Karim Tabbou rompt définitivement les liens avec son passé militant. L’ancien Premier secrétaire national du Front des Forces socialistes, le plus vieux parti d’opposition en Algérie, a annoncé, ce samedi 3 novembre à Alger, la création officielle d’une nouvelle formation politique.Largement inspiré des principes du FFS, le nouveau parti s’appelle Union démocratique et sociale. Loin d’être « un parti éprouvette sorti de laboratoire », Karim Tabbou définit le nouveau venu comme une synthèse des expériences du passé. La grande référence de l’UDS est la déclaration du 1er Novembre qui prévoyait une Algérie démocratique et sociale.

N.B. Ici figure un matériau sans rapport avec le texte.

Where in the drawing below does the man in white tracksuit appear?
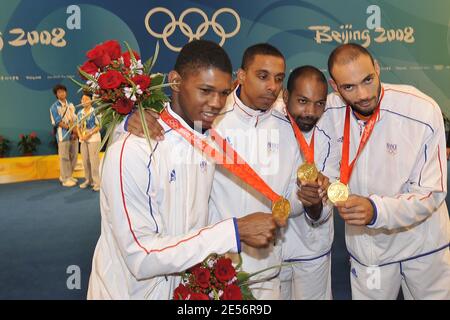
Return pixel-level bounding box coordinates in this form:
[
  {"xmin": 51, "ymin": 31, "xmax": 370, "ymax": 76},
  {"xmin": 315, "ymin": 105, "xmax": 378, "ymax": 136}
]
[
  {"xmin": 280, "ymin": 66, "xmax": 336, "ymax": 300},
  {"xmin": 210, "ymin": 44, "xmax": 329, "ymax": 299},
  {"xmin": 88, "ymin": 40, "xmax": 276, "ymax": 299},
  {"xmin": 318, "ymin": 44, "xmax": 450, "ymax": 299}
]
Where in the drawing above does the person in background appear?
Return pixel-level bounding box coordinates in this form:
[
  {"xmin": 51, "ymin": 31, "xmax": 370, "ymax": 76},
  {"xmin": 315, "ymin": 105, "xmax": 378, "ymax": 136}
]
[{"xmin": 77, "ymin": 92, "xmax": 101, "ymax": 191}]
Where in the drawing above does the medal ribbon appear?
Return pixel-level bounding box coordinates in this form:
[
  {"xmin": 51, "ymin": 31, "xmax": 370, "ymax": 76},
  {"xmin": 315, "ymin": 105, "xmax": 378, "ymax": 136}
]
[
  {"xmin": 340, "ymin": 89, "xmax": 384, "ymax": 185},
  {"xmin": 286, "ymin": 109, "xmax": 316, "ymax": 164},
  {"xmin": 160, "ymin": 109, "xmax": 282, "ymax": 203}
]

« Le choix du 1er novembre pour annoncer la création de ce parti n’est pas fortuit », a expliqué le député de Tizi-Ouzou lors d’une conférence de presse animée dans un restaurant situé sur les hauteurs de la capitale. « Nous sommes à la recherche de la parole juste et un engagement sérieux », a-t-il expliqué comme définition à sa formation politique.

Selon Karim Tabbou, qui se considère pour l’instant comme simple membre fondateur, l’UDS s’engage à respecter « tous les pluralismes : politique, médiatique, culturel et cultuel ». Il refuse par contre d’employer le terme « laïcité », parce qu’il est « contre les vocables importés qui n’ont pas d’encrage dans la société algérienne ».

En plus des principes démocratiques qu’elle ambitionne d’appliquer en Algérie, l’UDS se veut, selon ses promoteurs, une formation qui œuvrera à l’édification du Maghreb des peuples.  « Il faut mettre fin à cette guerre froide qui existe entre l’Algérie et le Maroc », a clamé Karim Tabbou qui renvoie la résolution du conflit au Sahara occidental aux instances onusiennes. « Il est anormal que les échanges entre les pays maghrébins sont minimes », s’est-il désolé.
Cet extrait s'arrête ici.